The musical, I have found, is usually the harbinger of the “spur of the moment prop”. This is the one where the director or the choreographer, after a moment of reflection, says, “Couldn’t the chorus have a prop here?  It will give the routine a lift”.  And so it was during a production of “Pal Joey”. Choreography was usually blocked on Sunday, and I turned up to see the chorus of eight, dancing, using sticks which they had found in the workshop.  “Canes” said the director. OK!  Not a problem. Cut down broom handles with knobs and rubbers….dutifully made and supplied for the Monday night rehearsal….

The following  Sunday…different routine, but the same canes being used in a different way……”Spades” says the choreographer..and as the name of the song was “Plant you now, Dig you later”  spades made sense.  As an afterthought  “ could they glow in the dark?”  Still not a problem.  Dowel, stiff card and fluoro paint, and ready by the next Sunday.

Next week, carrying the spades into the rehearsal room, and feeling rather pleased with myself , there they were again…same chorus of eight, same canes, different song.  “The Flower Garden of my Heart.” The director caught my eye, and looking very sheepish said  “I need to talk to you about these props” and drew me aside.
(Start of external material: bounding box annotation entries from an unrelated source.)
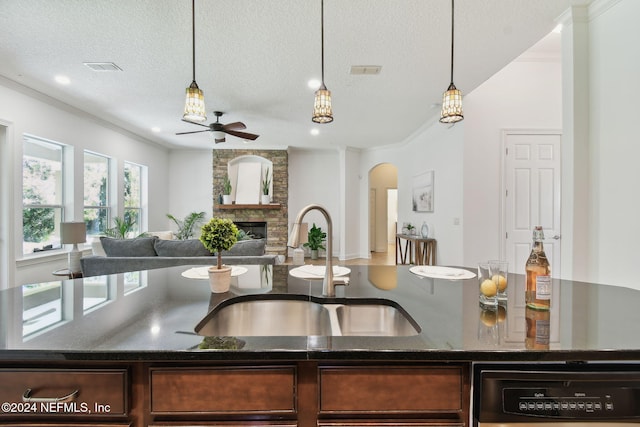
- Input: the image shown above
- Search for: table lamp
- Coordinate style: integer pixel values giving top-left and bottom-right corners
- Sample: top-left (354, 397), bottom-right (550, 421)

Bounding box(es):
top-left (293, 222), bottom-right (309, 265)
top-left (60, 222), bottom-right (87, 274)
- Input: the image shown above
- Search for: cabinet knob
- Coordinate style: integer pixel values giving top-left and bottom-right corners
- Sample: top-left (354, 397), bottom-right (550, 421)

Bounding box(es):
top-left (22, 388), bottom-right (80, 402)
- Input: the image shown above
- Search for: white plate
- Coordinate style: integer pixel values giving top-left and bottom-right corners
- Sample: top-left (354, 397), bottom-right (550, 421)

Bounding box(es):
top-left (182, 265), bottom-right (247, 280)
top-left (409, 265), bottom-right (476, 280)
top-left (289, 265), bottom-right (351, 279)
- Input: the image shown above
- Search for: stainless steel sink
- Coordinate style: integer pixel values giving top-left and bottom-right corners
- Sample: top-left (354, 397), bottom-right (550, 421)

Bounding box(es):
top-left (336, 304), bottom-right (419, 337)
top-left (195, 295), bottom-right (420, 337)
top-left (196, 299), bottom-right (331, 337)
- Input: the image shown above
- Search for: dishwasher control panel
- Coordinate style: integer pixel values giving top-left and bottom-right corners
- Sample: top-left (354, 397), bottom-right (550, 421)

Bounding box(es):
top-left (502, 381), bottom-right (640, 420)
top-left (472, 364), bottom-right (640, 423)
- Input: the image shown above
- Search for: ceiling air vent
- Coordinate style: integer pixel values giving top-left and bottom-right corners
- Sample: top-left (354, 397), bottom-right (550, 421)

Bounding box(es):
top-left (351, 65), bottom-right (382, 75)
top-left (83, 62), bottom-right (122, 71)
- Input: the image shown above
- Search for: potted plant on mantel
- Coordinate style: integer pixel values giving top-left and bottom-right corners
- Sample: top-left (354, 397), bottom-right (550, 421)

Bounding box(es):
top-left (222, 174), bottom-right (231, 205)
top-left (303, 222), bottom-right (330, 259)
top-left (200, 218), bottom-right (238, 293)
top-left (261, 168), bottom-right (271, 205)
And then he described what he wanted. “Long stemmed flowers to match the costumes the chorus were  to wear”, which were representing the flowers they were singing about. 

And could they stand up when dropped … ?

“Of course you can”…says I, putting down the spades before I used them as lethal weapons.

A rose, sunflowers and lilies, all lent themselves to the brief.  Heather, violets and lilac caused reality to be stretched a bit, but after a lot of practice with weight distribution and little sandbags, we had flowers that could be thrown into the air and  tossed between the chorus. And my ego was stroked with the smattering of applause I got as they stood up when dropped as the chorus posed on the final beat.

This kind of prop gives me the most pleasure.  The interesting and the unexpected.  But thank goodness for the shows where the props plot is sufficiently involved that the pleasure is gained by being organised and busy.